Der Professor war rot geworden.

»Daran habe ich auch gedacht, das gebe ich zu!« rief er. »Aber Ihre beiden Landsleute haben alle meine Bedenken zerstreut. Zuletzt war ich überzeugt, daß die Sache einwandfrei sei.«

»Ein Beweis, daß in Deutschland auch die bedeutenden Menschen von China nichts verstehen und wissen«, sagte Li-chu-ang und erhob sich von seinem Stuhl. »Sie werden nun Gelegenheit haben, darüber nachzudenken, was besser für Sie ist, den Plan herauszugeben, das bescheidene Geschenk entgegenzunehmen und in Ihre Wohnung zurückzukehren – oder hierzubleiben, bis wir Ihr Amtszimmer im Museum genau durchsucht haben. Sollten wir hier nichts finden, werden wir das ganze Museum durchsuchen, auch Ihre Wohnung, natürlich in den Nachtstunden. In solchen Dingen haben wir gewisse Erfahrungen. Ich habe Ihnen begreiflich gemacht, daß wir den Plan unter allen Umständen wiederbekommen müssen. Von allen Menschen auf der Welt können nur Sie ihn haben – Sie oder Ihr Sohn.

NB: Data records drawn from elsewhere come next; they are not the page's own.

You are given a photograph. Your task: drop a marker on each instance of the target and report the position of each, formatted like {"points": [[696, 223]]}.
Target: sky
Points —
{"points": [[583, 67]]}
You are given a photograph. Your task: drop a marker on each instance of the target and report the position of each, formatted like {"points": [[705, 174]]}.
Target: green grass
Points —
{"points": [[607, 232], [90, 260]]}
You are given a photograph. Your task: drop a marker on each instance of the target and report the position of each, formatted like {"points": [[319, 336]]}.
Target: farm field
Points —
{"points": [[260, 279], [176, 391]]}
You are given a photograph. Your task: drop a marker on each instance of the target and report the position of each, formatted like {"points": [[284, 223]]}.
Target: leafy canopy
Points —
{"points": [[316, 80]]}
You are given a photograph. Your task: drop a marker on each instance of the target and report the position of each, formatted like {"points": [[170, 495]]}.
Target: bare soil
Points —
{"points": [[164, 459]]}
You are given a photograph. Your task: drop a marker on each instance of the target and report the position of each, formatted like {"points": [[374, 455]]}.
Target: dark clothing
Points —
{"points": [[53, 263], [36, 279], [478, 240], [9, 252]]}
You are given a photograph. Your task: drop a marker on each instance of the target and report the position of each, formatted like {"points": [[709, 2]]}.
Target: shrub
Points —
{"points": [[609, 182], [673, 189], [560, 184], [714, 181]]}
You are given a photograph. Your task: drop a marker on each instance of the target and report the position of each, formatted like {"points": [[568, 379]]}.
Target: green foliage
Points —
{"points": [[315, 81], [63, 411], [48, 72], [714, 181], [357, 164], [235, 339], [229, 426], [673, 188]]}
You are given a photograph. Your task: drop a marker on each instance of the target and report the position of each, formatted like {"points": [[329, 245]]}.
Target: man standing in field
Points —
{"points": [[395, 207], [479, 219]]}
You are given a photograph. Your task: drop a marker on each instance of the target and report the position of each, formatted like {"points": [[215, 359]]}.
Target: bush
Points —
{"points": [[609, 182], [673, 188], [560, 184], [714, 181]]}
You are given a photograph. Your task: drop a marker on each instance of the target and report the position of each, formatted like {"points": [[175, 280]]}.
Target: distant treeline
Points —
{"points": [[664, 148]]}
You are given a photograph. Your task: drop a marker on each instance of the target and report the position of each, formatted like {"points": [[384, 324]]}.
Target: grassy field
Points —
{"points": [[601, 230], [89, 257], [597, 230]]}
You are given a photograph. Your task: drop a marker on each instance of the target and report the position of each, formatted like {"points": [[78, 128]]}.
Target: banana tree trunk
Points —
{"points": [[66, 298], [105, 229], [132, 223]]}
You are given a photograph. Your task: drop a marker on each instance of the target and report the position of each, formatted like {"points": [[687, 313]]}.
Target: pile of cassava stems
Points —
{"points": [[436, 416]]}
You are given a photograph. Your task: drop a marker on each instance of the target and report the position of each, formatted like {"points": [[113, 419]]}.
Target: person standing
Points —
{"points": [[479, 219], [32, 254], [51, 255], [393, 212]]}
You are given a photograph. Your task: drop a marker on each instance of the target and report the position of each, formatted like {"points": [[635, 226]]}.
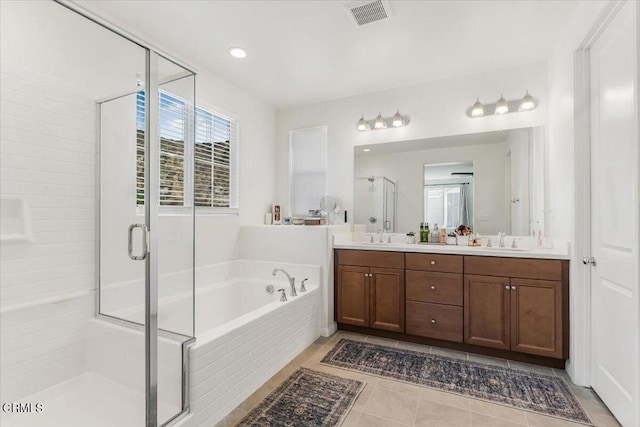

Einer meiner Brüder wird noch heute abreisen, um sich an seine Fersen zu heften. Wir würden sehr schmerzlich bedauern, wenn jemand von Ihrer Familie bei unseren Bemühungen zu Schaden käme – Ihre Gattin – oder Ihr Sohn – oder Sie selber. Aber so leid uns das täte – wichtiger für uns ist die Wiedererlangung des Plans – was Sie zweifellos auch einsehen werden.«

»Ich werde das Gesetz anrufen!« schrie der alte Herr erbittert. »Wir befinden uns hier in Deutschland, nicht in der tibetanischen Wildnis.«

»Für Sie ist es augenblicklich geradeso, als befänden Sie sich in der tibetanischen Wildnis, verehrter Herr. Weil Ihnen keine Möglichkeit zur Verfügung steht, die berühmte und zweifellos ausgezeichnete deutsche Polizei auf sich aufmerksam zu machen. Das Fenster ist, wie Sie wohl schon bemerkt haben, vergittert und zugenagelt. Die Räume über, unter und neben diesem Zimmer sind von den Unsrigen bewohnt. Sie könnten den größten Lärm vollführen, niemand würde Sie hören. Glauben Sie mir, wertester Herr, es bleibt Ihnen durchaus nichts anderes übrig als meinen Willen zu erfüllen.«

»Aber wenn ich nun doch nicht dazu in der Lage bin, zum Donnerwetter nochmal!« tobte der Professor. Li-chu-ang aber machte nur eine schwache Bewegung mit der Hand, die diesen letzten Einspruch gegen drohende Gefangenschaft ganz einfach aus der Welt der Tatsachen ausstrich. Er ging hinaus, und Wilbrandt hörte, wie die Türe verschlossen wurde.